The LLC is liable for obligations arising from its business operations. Contract claims fall squarely on the LLC when the LLC signed the contract. If your LLC enters into a lease, vendor agreement, or customer contract, the LLC is bound by those terms and liable for any breach.

Tort claims arising from business activities also belong to the LLC. Premises liability when someone slips and falls at your business location, product liability when something you sell causes injury, and professional negligence claims against the business all proceed against the LLC.

Employment claims by LLC employees, including discrimination, harassment, wage disputes, and wrongful termination claims, name the LLC as the employer and defendant. Business debts including loans, credit lines, and unpaid vendor accounts are obligations of the LLC.

The LLC is also liable for the conduct of its employees acting within the scope of their employment under the doctrine of respondeat superior. If an employee causes harm while performing job duties, the LLC shares responsibility for that harm.

When Members Are Protected

The default rule is clear: members are not personally liable for LLC obligations. A judgment creditor of the LLC cannot pursue a member’s personal home, personal bank accounts, personal investments, or other personal property to satisfy a debt owed by the LLC.

This protection applies regardless of the member’s ownership percentage.
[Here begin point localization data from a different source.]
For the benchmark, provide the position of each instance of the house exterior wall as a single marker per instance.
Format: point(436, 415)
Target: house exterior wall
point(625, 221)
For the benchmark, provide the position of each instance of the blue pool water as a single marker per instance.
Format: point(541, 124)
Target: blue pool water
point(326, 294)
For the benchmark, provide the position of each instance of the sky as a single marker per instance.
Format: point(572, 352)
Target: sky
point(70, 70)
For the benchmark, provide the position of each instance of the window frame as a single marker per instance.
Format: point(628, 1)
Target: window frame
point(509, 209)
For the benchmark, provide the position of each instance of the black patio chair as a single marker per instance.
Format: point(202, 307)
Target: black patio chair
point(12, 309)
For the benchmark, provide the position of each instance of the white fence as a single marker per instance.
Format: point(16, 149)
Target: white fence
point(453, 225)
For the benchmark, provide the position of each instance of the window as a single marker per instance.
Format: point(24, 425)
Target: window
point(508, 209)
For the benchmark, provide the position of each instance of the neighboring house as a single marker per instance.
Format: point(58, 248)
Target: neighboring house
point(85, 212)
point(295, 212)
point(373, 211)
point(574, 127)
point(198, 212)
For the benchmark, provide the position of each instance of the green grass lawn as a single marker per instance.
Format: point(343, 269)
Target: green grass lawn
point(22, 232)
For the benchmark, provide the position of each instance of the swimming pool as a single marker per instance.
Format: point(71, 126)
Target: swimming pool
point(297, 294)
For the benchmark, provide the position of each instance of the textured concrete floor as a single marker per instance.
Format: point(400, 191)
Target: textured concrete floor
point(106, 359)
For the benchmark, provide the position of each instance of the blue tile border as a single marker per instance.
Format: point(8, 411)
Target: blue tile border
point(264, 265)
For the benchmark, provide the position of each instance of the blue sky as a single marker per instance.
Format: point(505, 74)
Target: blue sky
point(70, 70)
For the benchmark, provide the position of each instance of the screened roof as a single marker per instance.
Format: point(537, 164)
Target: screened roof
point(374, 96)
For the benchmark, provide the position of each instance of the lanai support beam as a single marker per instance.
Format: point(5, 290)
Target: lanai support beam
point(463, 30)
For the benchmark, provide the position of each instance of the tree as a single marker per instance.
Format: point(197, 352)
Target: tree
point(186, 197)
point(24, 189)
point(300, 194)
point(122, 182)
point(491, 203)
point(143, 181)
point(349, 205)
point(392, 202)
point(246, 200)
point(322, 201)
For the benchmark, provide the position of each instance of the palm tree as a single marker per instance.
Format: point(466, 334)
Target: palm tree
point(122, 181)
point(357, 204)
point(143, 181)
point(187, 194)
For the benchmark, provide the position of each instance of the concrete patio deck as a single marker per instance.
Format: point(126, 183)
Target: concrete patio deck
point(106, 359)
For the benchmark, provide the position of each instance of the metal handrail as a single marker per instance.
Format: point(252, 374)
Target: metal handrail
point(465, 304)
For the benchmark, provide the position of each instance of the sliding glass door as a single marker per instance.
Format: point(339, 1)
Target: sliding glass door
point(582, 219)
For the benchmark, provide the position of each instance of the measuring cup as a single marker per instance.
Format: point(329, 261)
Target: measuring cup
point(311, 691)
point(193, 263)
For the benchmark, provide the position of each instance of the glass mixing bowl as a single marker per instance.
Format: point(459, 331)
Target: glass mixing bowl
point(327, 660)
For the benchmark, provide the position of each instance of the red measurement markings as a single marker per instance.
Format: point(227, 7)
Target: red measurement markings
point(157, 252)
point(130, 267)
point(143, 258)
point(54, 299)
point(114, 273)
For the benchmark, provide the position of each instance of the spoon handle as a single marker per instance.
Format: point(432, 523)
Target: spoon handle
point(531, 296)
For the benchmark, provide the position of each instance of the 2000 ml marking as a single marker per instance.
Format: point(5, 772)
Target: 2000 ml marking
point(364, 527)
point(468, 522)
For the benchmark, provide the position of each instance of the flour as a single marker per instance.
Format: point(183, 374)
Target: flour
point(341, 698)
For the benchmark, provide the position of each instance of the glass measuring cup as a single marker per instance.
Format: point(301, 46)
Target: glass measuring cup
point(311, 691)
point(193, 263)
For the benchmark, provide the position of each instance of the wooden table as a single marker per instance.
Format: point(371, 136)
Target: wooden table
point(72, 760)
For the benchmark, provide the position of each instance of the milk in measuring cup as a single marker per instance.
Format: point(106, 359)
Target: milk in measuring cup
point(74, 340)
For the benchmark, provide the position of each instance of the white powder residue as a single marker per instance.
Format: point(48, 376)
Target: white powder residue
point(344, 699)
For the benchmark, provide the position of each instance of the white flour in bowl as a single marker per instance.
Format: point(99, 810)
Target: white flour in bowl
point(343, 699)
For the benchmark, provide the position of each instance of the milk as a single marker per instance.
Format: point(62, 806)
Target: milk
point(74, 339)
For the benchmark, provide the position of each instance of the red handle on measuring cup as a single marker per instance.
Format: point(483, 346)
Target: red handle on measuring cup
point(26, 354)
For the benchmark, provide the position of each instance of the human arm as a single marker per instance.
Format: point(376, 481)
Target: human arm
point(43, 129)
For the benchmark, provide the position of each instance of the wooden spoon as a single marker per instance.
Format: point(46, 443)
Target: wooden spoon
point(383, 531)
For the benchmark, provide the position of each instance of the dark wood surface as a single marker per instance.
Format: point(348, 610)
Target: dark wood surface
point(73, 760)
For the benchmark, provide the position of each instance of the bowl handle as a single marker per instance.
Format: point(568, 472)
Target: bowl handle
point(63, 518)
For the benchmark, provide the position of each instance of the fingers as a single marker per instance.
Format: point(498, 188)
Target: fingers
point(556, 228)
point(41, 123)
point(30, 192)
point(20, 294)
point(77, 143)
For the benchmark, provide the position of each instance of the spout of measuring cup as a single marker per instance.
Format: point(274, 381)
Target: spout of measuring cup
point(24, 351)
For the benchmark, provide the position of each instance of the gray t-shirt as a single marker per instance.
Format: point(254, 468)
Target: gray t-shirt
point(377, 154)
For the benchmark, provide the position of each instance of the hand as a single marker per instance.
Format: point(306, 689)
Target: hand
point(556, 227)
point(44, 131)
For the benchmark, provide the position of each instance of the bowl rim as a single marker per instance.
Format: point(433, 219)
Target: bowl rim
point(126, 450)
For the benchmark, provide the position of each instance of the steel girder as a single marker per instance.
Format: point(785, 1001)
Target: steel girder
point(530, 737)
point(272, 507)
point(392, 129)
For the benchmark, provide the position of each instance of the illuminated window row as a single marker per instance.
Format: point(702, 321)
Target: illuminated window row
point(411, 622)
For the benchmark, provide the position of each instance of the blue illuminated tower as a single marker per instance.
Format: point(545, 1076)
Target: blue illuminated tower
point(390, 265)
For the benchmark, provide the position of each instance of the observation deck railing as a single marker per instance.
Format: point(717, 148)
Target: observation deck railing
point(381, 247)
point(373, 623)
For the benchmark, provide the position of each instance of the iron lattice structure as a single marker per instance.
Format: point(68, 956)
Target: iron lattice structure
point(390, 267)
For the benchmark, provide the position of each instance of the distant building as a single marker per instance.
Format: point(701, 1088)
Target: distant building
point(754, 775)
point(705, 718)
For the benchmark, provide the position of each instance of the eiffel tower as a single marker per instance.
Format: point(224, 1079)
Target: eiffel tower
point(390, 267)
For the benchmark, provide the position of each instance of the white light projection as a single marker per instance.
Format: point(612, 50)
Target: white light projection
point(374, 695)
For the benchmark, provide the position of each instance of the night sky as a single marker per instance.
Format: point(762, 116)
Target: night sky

A member who owns ninety-nine percent of the LLC has the same protection as a member who owns one percent. The protection applies equally to members who actively manage the business and members who are passive investors.

If the LLC faces a judgment it cannot pay, members do not become personally responsible for the shortfall. They may lose their investment in the LLC, but their personal assets beyond that investment remain protected.

When Members Face Personal Liability

Several important exceptions can result in personal liability for LLC members.

Personal guarantees are the most common source of member liability. When banks, landlords, or vendors require a member to personally guarantee an LLC obligation, that member has contractually agreed to be personally responsible if the LLC does not pay. The LLC’s limited liability structure does not override a contract the member signed. Members should carefully review every document they sign and understand when they are accepting personal responsibility.

Members remain personally liable for their own wrongful conduct. The LLC shields members from liability for the actions of employees and co-members, but not from liability for their own negligence or intentional misconduct. If a member personally commits fraud, makes negligent misrepresentations, or causes physical harm to someone, that member is personally liable regardless of the LLC structure. A member who causes a car accident while on business remains personally liable for their own negligent driving.

Professional malpractice creates personal exposure for licensed professionals. A doctor, lawyer, accountant, or other professional who commits malpractice is personally liable for their own professional errors. The professional LLC protects against liability for co-owners’ malpractice and general business debts, but each professional answers for their own work.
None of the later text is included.